Garden Plans For Shiso
A popular plant in Asian cuisine, shiso's purple-red leaves are used to color and flavor vinegar and make beautiful pink rice. The leaves are also a wonderful addition to salads—you'll love the color, texture, and flavor. Count on the leaves to have a unique flavor that is reminiscent of a mint-basil combo.
Shiso can be tough to find at your local nursery. Ask specialty nurseries in your area for this edible annual. Shiso is easy to grow from seed, so look for seeds via online mail-order sources.
Shiso Care Must-Knows
Shiso grows best in moist, loose soil that is rich in organic matter. While full sun is best, shiso will grow in part shade, too.
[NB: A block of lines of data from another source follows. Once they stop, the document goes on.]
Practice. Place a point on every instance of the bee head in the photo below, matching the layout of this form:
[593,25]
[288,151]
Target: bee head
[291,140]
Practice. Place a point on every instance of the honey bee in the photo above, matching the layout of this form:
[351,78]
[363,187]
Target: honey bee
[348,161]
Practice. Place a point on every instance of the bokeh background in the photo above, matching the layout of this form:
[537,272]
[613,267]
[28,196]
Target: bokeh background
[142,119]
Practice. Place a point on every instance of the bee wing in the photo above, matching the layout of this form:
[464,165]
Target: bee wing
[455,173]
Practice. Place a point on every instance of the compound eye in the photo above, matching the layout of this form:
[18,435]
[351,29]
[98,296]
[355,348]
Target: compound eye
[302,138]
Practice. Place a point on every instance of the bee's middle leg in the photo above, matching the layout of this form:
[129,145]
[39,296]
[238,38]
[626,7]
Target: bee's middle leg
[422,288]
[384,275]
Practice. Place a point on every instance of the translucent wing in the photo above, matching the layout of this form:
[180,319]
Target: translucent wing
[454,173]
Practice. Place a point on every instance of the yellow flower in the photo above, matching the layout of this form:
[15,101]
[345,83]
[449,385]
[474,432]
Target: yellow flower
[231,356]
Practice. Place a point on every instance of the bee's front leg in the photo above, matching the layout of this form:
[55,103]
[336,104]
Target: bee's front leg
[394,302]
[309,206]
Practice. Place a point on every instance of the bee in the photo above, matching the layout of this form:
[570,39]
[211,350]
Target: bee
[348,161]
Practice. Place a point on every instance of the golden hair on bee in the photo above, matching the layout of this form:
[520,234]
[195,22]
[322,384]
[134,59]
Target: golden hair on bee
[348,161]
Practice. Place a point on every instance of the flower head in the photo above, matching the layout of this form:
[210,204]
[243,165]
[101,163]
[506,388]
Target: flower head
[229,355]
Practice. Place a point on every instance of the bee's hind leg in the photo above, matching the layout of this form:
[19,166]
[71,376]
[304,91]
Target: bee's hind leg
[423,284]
This easy-care annual is exceptionally tolerant of both heat and drought.
Plant nursery-grown transplants in spring after all chance of frost has passed. Plants can also be started from seed indoors and then planted in the garden 8 to 12 weeks before the last frost. Or direct seed in the garden after the last frost. Sow seeds shallowly, covering with just a sprinkle of fine soil—light is required for germination. Thin seedlings to 6 to 12 inches apart when they are 3 inches tall. Leaves may be harvested for fresh use as soon as plants are established.
Shiso will become weedy if allowed to self-seed. Prevent excessive self-seeding by deadheading spent flowers promptly. If desired, maintain compact bushy plants by pinching stem tips anytime. The plant will respond to pinching by sending out new side shoots.
Shiso is easy to grow as a houseplant. Simply dig up garden plants in early fall and transplant into a container. Place the container in a bright, sunny window and water regularly for good growth.